One thing that .NET has that java is missing as far as I can tell is System.CodeDOM.Compiler. This would allow a job to include source code that each node would download and run.
I’m using the term geoprocessing here in the general sense – code that processes geodatasets located in a geodatabase without crossing a firewall.
Imagine a website where you send it a job with C# code that you wrote. For example, create me a list of the top 100 properties available for sale anywhere in the US, ranked by a score. Determine the score based on sum of number of 1/miles^2 from nearest starbucks, plus 3/miles^2 from each Home Depot or Lowes (i.e. an inverse distance weighted score). Put the result of this at this URL (an Amazon S3 bucket). The master node would split this up and run it on multiple scoring machines, combine the results and put it into the S3 bucket.
Since we want the top 100, that is a task the master node would need to determine after each scoring node has completed.

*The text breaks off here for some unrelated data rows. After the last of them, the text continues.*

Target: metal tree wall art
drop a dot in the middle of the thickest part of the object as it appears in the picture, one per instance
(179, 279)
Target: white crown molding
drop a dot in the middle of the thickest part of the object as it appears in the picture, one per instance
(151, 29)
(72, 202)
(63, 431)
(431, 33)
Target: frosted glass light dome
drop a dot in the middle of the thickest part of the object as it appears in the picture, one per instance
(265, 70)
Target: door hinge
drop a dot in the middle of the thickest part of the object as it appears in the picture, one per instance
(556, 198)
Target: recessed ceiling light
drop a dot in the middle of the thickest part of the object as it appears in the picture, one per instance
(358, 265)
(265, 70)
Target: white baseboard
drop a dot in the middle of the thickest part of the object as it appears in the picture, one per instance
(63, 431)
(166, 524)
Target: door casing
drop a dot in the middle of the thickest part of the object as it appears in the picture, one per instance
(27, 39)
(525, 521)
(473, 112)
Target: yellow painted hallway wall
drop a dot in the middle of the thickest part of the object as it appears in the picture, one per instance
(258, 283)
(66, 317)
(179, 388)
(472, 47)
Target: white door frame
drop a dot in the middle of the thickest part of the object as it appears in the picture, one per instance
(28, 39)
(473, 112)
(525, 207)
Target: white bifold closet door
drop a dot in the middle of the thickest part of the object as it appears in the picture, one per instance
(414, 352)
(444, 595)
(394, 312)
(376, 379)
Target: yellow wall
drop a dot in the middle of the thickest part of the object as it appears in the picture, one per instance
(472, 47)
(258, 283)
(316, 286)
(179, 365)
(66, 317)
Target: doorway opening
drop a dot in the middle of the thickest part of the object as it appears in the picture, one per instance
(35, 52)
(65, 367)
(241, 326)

So the job would include two different code chunks – one for the master, and the other for the scorers.
I can’t imagine anyone would ever take the effort to publish a traditional geoprocessing service that does this. Maybe geoprocessing isn’t the right word, maybe we should call it geocompiling, since we are sending it uncompiled source. Or maybe a domain specific language would be compiled into IL by the master node would make more sense. More later.